You can always up-cast, but you can only down-cast into what you initialized the object with.

If you want NeighborhoodKid to be an IPetSitter of any sort of animal, including animal itself, you should do:

public class NeighborhoodKid<T> : IPetSitter<T> where T : Animal
{
    ...
}

That way, it is generic, and constraining it to being something that is either an Animal or something that derives from Animal, whether directly or indirectly.

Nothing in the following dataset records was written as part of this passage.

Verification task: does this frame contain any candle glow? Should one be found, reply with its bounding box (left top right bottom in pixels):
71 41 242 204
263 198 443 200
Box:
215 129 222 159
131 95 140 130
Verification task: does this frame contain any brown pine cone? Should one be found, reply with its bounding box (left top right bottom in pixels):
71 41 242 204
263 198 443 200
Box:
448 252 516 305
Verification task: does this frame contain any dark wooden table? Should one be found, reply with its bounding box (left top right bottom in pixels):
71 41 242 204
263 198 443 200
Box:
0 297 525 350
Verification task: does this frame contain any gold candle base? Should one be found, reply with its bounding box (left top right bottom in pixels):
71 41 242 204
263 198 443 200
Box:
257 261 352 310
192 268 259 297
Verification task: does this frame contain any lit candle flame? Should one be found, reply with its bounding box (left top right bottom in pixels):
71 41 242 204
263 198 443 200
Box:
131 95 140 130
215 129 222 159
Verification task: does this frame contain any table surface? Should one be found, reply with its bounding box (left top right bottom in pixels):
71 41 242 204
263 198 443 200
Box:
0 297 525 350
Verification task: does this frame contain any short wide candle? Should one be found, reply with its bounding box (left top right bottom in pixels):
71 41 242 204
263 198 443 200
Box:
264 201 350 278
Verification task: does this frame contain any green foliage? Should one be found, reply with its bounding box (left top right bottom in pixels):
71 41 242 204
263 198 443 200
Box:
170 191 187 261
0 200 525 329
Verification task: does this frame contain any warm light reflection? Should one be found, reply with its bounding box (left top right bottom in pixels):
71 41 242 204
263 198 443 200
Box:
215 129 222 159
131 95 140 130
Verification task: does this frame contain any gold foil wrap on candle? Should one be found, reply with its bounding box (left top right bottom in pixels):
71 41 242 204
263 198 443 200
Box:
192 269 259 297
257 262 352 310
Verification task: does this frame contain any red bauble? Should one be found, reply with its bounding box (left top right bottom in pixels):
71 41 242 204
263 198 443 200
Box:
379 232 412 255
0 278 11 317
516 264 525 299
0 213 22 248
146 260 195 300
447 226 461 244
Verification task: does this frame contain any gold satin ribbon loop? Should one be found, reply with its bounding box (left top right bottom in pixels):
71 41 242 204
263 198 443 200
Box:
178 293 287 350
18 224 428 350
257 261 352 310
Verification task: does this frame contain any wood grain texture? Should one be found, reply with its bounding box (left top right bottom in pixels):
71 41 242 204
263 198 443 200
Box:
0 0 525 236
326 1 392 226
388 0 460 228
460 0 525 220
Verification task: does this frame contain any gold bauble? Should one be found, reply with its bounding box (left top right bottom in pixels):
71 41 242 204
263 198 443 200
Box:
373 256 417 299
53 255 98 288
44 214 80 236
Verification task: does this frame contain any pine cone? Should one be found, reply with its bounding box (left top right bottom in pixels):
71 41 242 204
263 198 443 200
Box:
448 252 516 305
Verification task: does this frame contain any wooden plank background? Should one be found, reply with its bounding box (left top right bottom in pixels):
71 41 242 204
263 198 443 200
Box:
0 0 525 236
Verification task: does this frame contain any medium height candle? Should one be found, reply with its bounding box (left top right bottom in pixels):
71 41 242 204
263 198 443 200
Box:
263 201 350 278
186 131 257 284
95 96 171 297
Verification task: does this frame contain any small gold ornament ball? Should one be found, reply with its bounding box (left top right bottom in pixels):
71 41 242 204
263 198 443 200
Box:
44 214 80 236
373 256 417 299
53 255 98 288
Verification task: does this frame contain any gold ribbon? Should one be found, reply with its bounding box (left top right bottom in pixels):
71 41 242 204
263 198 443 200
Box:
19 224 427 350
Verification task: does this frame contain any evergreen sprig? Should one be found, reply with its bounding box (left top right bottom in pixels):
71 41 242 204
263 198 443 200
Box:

Still, if you initialized it as new NeighborhoodKid<Animal>() , you will not be able to look at it as (aka cast it to) IPetSitter<Cat> , because it was INITIALIZED as an IPetSitter<Animal> (since the generic T parameter given to the NeighborhoodKid constructor was Animal, and is passed to the IPetSitter generic parameter).

The problem is that you defined

public class NeighborhoodKid : IPetSitter<Animal>
{
    Animal IPetSitter<Animal>.Pet { get; set; }
}

and not

public class NeighborhoodKid : IPetSitter<Cat>
{
    Cat IPetSitter<Animal>.Pet { get; set; }
}

or

public class NeighborhoodKid<T> : IPetSitter<T> where T : Animal
{
    Cat IPetSitter<T>.Pet { get; set; }
}

Why not just Timmy.Pet = new Cat(); ? Just make it public and youll be all set:

public class NeighborhoodKid : Kid, IPetSitter<Animal>
{
   public Animal Pet { get; set; }
}

If you create a NeighborhoodKid that doesnt inherit from IPetSitter , the setter wont be availabe.

public class LazyNeighborhoodKid : Kid
{
   // Nothing here, hes not a Pet Sitter, can access Pet
}

I'm not really a fan of generics outside of their usefulness in collections, and this is why. You are forcing every NeighborhoodKid to be bound to a single specific type of Animal. What if Timmy can watch cats or dogs? Are you going to create different Timmy instances for each?

Instead, I'm thinking you enforce animal types at at the instance level. For example (I've truncated some of the types for the sake of brevity):

public interface IAnimal {...}

public class Cat : IAnimal {...}

public interface IPetSitter
{
    IAnimal Pet { get; set; }
}

public class Kid : IPetSitter
{
    public Kid (params Type[] allowedPets) {
        _allowedPets = allowedPets;
    }

    readonly IEnumerable<Type> _allowedPets;

    IAnimal _pet;
    public IAnimal Pet 
    {
        get {
            return _pet;
        }
        set {
            if (!_allowedPets.Contains(value.GetType()) {
                throw new InvalidArgumentException("This instance does not support " + value.GetType().Name + ".");
            }
            _pet = value;
        }
    }
}

If you leave your enforcement at the instance level, then you don't necessarily need to use concrete casting just to set a property.